CSCI 2041

ADVANCED PROGRAMMING PRINCIPLES

Reasoning about programs:

Lists

Induction on `nat`

∀ n1 : nat, ∀n2 : nat, to_int (mul_nat n1 n2) ≡ (to_int n1) * (to_int n2)

Base Case n1 = Zero:

∀n2, to_int (mul_nat Zero n2) ≡ to_int Zero ≡ 0 ≡ (to_int Zero) * (to_int n2)

Inductive Case:

to_int (mul_nat (Succ n) n2)
  ≡ to_int (plus_nat n2 (mul_nat n n2)) (* eval mul_nat *)
  ≡ (to_int n2) + (to_int (mul_nat n n2))  (* plus_nat theorem *)
  ≡ (to_int n2) + (to_int n) * (to_int n2) (* IH *)
  ≡ (1 + (to_int n)) * (to_int n2) (* distributive property *)
  ≡ (to_int (Succ n)) * (to_int n2) (* reverse eval to_int *)

Generalized Induction

For any inductive type of the form:

type t = C₀ of b (* b is some other type not referring to t *)
| C₁ of b₁*t

The principle of induction for type t is:
For all x : t, P(x) if:

∀ v : b, P(C₀ v), and
∀ x : t, v : b₁, P(x) ⇒ P(C₁(v,x))

Examples:

nat: ∀ n : nat, P(n) if P(Zero) and ∀ m, P(m) ⇒ P(Succ m)

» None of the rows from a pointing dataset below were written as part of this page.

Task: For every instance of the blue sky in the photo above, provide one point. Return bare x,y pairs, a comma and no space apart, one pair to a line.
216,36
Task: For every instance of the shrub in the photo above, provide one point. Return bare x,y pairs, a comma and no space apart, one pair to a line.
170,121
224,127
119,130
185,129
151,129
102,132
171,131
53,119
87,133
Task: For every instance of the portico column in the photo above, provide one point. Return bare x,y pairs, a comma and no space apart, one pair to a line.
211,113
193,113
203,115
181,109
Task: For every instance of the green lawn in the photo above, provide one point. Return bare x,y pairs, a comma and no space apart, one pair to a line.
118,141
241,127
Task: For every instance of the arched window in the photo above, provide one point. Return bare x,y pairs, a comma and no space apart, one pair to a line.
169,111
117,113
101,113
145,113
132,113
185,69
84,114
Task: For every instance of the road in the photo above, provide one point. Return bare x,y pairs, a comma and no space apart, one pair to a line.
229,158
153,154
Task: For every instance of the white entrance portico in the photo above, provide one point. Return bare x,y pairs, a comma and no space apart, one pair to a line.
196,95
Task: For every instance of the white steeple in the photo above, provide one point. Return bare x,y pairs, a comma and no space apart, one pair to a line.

'a list: ∀ ℓ : 'a list, P(ℓ) if
P([]) and ∀ x : 'a, ∀ ℓ : 'a list, P(ℓ) ⇒ P(x::ℓ)

let rec sum lst = match lst with
| [] -> 0
| n::ls -> n + (sum ls)

Claim: ∀ ℓ : int list, (sum ℓ) ≡ ∑_i ℓ_i

Base Case: (sum []) ≡ 0, ∑_i []_i = 0.

Inductive case: let ℓ' = x::ℓ, then

(sum x::ℓ) ≡ x + (sum ℓ)
≡ x + ∑_i ℓ_i
≡ ∑_i ℓ’_i.

Code specifications

To avoid doubt about “properties of lists” we can state properties using code:

let rec append l1 l2 = match l1 with
| [] -> l2
| h::t -> h::(append t l2)

let rec sum = function [] -> 0
| h::t -> h + (sum t)

Claim: ∀ℓ₁ : int list:

∀ℓ₂ : int list,

sum (append ℓ₁ ℓ₂) ≡ (sum ℓ₁) + (sum ℓ₂)

Base Case: ℓ₁ = [].

Inductive Case: Need to show that:

sum (append ℓ₁ ℓ₂) ≡ (sum ℓ₁) + (sum ℓ₂) ⇒
  sum (append (x::ℓ₁) ℓ₂) ≡ (sum (x::ℓ₁)) + (sum ℓ₂)